Nella gelida notte tra il 2 e il 3 marzo 1944, il treno merci 8017 percorreva la lunga tratta Napoli-Potenza. In un contesto di guerra, sui binari si riusciva a respirare la stessa guerra: non quella tra Alleati e nazi-fascisti, quella per la fame. Il treno 8017 trasportava legname per ricostruire i ponti distrutti dai tedeschi, e non solo, nei vagoni rimasti vuoti erano presenti oltre 600 passeggeri, di cui una parte aveva anche pagato il biglietto. Ma perché erano su un treno merci? Perché dalla Campania andare a Potenza? Soltanto per comprare del cibo: fagioli, ceci, lenticchie, farina, uova e pollame. In Campania non vi era cibo poiché anche i soldati si erano approvvigionati di quel poco che c’era. La locomotiva E.626, venne sostituita a Salerno da due locomotive a vapore, la 480.016 e la 476.058: questo perché fino al 1994 il tratto Battipaglia-Potenza non fu mai dotato di trazione elettrica. Il convoglio, composto da 47 carri merci, alle ore 19 del 2 marzo partì dalla stazione di Battipaglia. Alla stazione di Eboli alcuni abusivi furono fatti scendere, ma alle stazioni successive ne salirono ancora di più. Alle ore 0.50 del 3 marzo, ripartì per un tratto caratterizzato da forti pendenze e numerose gallerie molte e poco areate.

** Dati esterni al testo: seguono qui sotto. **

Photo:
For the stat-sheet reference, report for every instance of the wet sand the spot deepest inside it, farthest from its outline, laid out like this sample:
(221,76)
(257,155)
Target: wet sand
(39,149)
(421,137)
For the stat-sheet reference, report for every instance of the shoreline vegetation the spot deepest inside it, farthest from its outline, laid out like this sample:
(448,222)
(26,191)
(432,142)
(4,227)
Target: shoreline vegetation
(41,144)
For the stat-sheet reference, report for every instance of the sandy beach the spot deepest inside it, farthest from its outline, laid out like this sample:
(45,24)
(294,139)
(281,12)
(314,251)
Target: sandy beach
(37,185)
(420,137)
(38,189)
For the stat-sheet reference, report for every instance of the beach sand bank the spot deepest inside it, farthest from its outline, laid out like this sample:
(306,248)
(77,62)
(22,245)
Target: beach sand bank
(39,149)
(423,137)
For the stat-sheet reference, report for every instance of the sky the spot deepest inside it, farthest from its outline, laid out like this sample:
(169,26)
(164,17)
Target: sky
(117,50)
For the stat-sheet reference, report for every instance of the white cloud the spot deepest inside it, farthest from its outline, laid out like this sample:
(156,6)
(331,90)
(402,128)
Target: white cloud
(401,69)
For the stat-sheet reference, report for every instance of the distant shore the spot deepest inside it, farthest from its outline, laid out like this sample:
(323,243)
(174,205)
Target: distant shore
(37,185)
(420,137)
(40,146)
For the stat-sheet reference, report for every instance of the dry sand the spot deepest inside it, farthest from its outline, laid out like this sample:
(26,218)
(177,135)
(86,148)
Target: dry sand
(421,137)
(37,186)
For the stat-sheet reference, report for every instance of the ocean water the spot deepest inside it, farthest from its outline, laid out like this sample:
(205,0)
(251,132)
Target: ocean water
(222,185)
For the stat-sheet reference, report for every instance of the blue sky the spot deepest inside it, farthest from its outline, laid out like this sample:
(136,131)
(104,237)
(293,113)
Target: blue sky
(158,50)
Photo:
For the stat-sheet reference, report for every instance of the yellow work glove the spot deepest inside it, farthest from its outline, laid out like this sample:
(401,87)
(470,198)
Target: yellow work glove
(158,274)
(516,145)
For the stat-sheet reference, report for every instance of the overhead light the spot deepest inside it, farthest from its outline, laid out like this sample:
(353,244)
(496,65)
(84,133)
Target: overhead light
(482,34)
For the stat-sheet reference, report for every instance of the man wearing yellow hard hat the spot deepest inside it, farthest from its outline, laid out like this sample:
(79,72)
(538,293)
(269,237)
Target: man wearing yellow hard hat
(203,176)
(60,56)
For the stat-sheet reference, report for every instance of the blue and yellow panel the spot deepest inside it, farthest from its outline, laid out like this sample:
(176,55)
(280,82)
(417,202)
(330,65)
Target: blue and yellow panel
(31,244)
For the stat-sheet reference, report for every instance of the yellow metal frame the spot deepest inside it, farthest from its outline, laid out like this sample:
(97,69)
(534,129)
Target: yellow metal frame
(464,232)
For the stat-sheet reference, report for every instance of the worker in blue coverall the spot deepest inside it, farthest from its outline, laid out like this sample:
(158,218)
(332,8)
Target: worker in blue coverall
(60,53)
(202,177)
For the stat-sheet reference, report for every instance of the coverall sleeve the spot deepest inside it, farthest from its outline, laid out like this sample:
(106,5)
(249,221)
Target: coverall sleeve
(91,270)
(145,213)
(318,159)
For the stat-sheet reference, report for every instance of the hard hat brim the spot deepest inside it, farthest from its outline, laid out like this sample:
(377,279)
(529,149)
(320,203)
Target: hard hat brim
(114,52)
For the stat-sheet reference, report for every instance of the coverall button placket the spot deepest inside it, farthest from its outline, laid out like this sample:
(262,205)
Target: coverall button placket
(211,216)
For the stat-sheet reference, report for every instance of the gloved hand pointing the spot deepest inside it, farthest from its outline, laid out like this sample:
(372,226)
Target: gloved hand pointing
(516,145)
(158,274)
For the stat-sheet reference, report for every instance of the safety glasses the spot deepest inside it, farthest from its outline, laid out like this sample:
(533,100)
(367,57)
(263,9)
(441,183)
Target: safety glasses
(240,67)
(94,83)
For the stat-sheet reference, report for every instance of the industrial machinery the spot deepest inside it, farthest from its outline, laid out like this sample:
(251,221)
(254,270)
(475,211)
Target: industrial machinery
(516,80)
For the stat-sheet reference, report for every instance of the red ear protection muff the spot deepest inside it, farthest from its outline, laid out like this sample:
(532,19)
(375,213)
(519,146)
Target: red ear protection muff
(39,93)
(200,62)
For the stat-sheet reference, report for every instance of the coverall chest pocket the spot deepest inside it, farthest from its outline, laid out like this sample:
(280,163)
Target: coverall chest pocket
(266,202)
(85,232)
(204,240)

Lungo tale via vi è la galleria “Delle Armi”, a 800 metri dall’uscita il treno finì per fermarsi e cominciare a procedere in senso contrario. La galleria presentava già una concentrazione significativa di monossido di carbonio a causa del passaggio, poco prima, di un’altra locomotiva. Gli sforzi delle locomotive svilupparono a loro volta grandi quantità di monossido di carbonio, che fecero perdere i sensi al personale di macchina. In poco tempo anche la maggioranza dei passeggeri, che in quel momento stava dormendo, venne asfissiata dai gas tossici che non riuscivano a defluire adeguatamente dalla strettissima galleria. Quel carbone era stato fornito dagli Alleati, ma la sua qualità era scarsa poiché produceva solo vapore e non calore per far muovere il treno. L’unico membro del personale di bordo che sopravvisse fu Luigi Ronga, il fochista della locomotiva di tipo 480.016: dichiarò che il macchinista suo compagno, Espedito Senatore, prima di svenire aveva tentato di manovrare per uscire dalla galleria all’indietro. Nella seconda macchina, la 476.058, invece, il macchinista Matteo Gigliano e il fuochista Rosario Barbaro interpretarono la retrocessione del convoglio come una perdita di potenza e aumentarono la spinta. I due equipaggi non poterono comunicare per accordarsi sulla manovra da eseguire prima di essere sopraffatti dal gas; in questo modo le due locomotive agirono in modo opposto, il primo spingendo all’indietro e il secondo trazionando in avanti.

Così quella notte gelida oltre 600 persone esalarono il loro ultimo respiro senza accorgersene. I sopravvissuti in totale sono 90 e hanno avuto danni psicologici permanenti. Gli Alleati pensavano a vincere la guerra e Badoglio insabbiò il caso. Le autorità, poi in capo a due giorni, si affrettarono a fare sparire tutti quei corpi scaraventandoli in un’unica fossa scavata al centro del cimitero di Balvano. Da quel momento sono calati il silenzio e l’indifferenza.
Insabbiare un tragico evento, significa non avere rispetto della memoria e di quelle persone che, affamate, hanno perso lì la loro vita.
Fu onesto che il Consiglio italiano, situato a Salerno, per evitare una critica serrata dalla stampa abbia ucciso la memoria di questi nostri concittadini? Oggi la storia può ripetersi? Sembra che nulla sia cambiato: la Shoah, le foibe, il disastro di Balvano, non ha fatto cambiare la mentalità equivoca e subdola degli uomini “al potere”, non ci hanno sensibilizzato questi eventi.